Tourist season was in full swing when I arrived in Ireland in late June for a six-week study-abroad program through New York University, where I’m working on my master’s degree in Irish Studies. International tourists clustered outside the Trinity College gates while language schools passed out advertisements on Dame Street—for English classes. I met a few students relaxing on the Trinity lawn, and we joked about my interest in the Irish language, since I’m neither Irish nor of Irish heritage. They asked me how I was. Conas atá tú? I said I was fine. Tá mé go maith. Then the students began to say random words, and it was clear we’d nearly exhausted their knowledge of Irish.
Paradoxically, even though I probably heard more Spanish than Irish on the Dublin streets, I felt surrounded by written Irish wherever I went. Museums provided bilingual descriptions of their exhibits, and road signs in Dublin were in both Irish and English. Later, when I visited the West, many road signs were Irish-only. Although English is spoken all over Ireland, Irish is the Republic of Ireland’s first official language and a recognized minority language in Northern Ireland. In 2007, it became one of the 23 official languages used for European Union business, and it’s promoted in the Irish education system, through the legislative framework, and through the media. If it’s not clear yet that the Irish language is highly valued in the Republic of Ireland, consider this: a recent survey found that 92 percent of the Irish population ranked Irish as important either to themselves personally or to Ireland as a nation.
Yet there are still causes for concern. UNESCO lists Irish as “endangered” in the Republic of Ireland, and technically “extinct” as a first language in Northern Ireland. Like other endangered languages, Irish faces a multitude of challenges, including English dominance, varying levels of language proficiency among speakers, and a wide geographic dispersion of speakers. According to the most recent Census on the Irish language, as of 2006, almost 1.7 million people in Ireland—around 42 percent of the population aged three and over—reported that they could speak Irish. But more than a million of those people admitted that they either never speak it or speak it less than once a week. Only around 72,000 speak the language daily outside of the education system; that’s only about 4 percent of the people who say they can speak Irish. In 2006, the government formed a 20-year strategy to raise that number to at least 250,000 daily speakers of the language by 2028.

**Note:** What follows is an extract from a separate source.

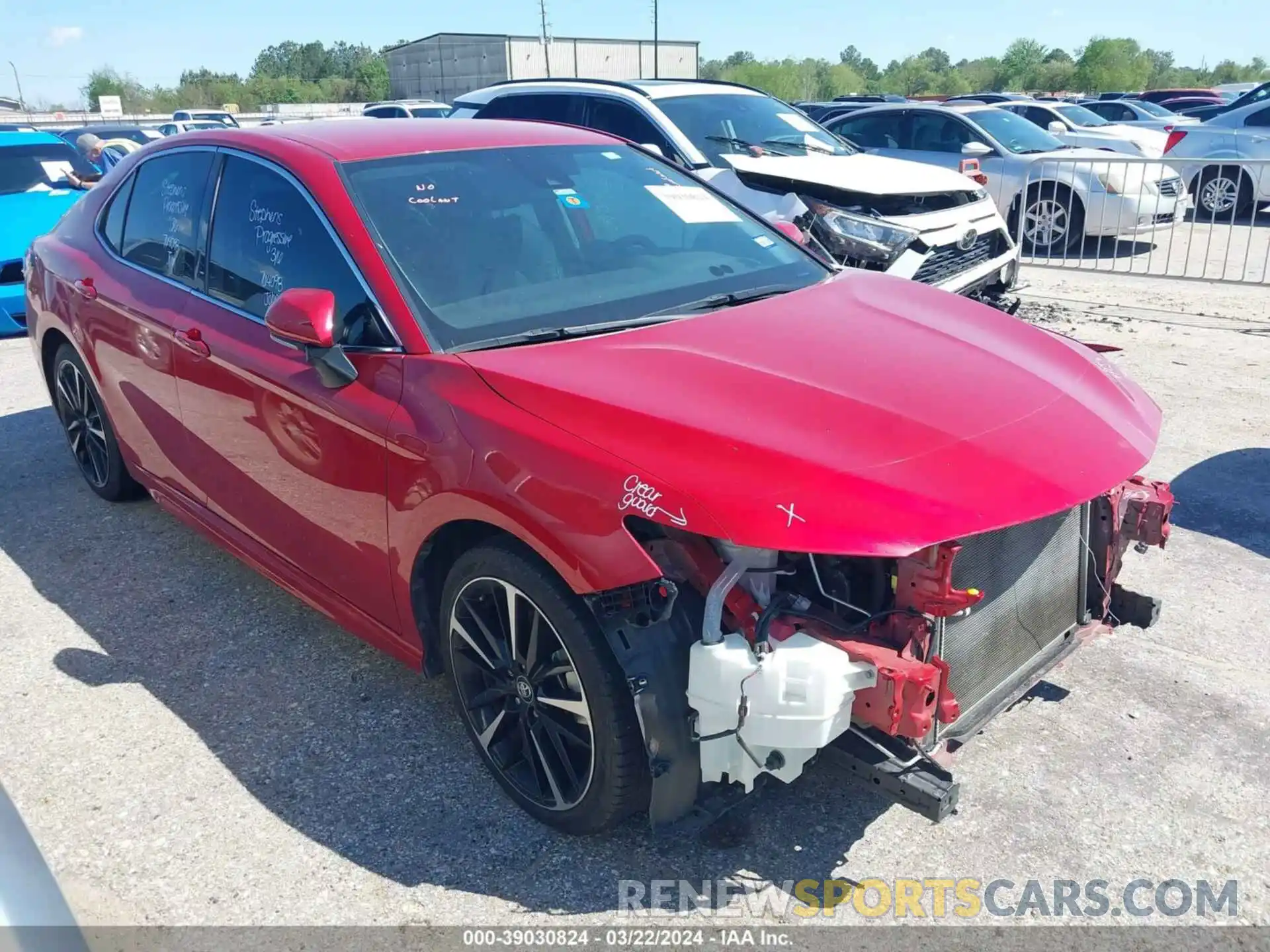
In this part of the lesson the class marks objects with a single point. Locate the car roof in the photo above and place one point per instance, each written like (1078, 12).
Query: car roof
(650, 89)
(30, 139)
(367, 139)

Although I didn’t personally hear much Irish in Dublin, urban speakers are a sizable and growing contingent of those who speak the language. My most authentic Irish-speaking moment happened far from the bustling city, however, during my last weekend trip to western Ireland. When I arrived on Inis Mór in the Aran Islands, I rented a bicycle, and I interacted with several people in the process—in English. After I returned my bike at the end of my trip, two of the people who had helped me suddenly broke into Irish while discussing something with each other. Lurking just beneath the surface, Irish is alive and well on Inis Mór. I wonder how many other opportunities to interact in Irish I overlooked. On my next trip to Ireland, I’ll be ready to take advantage of them.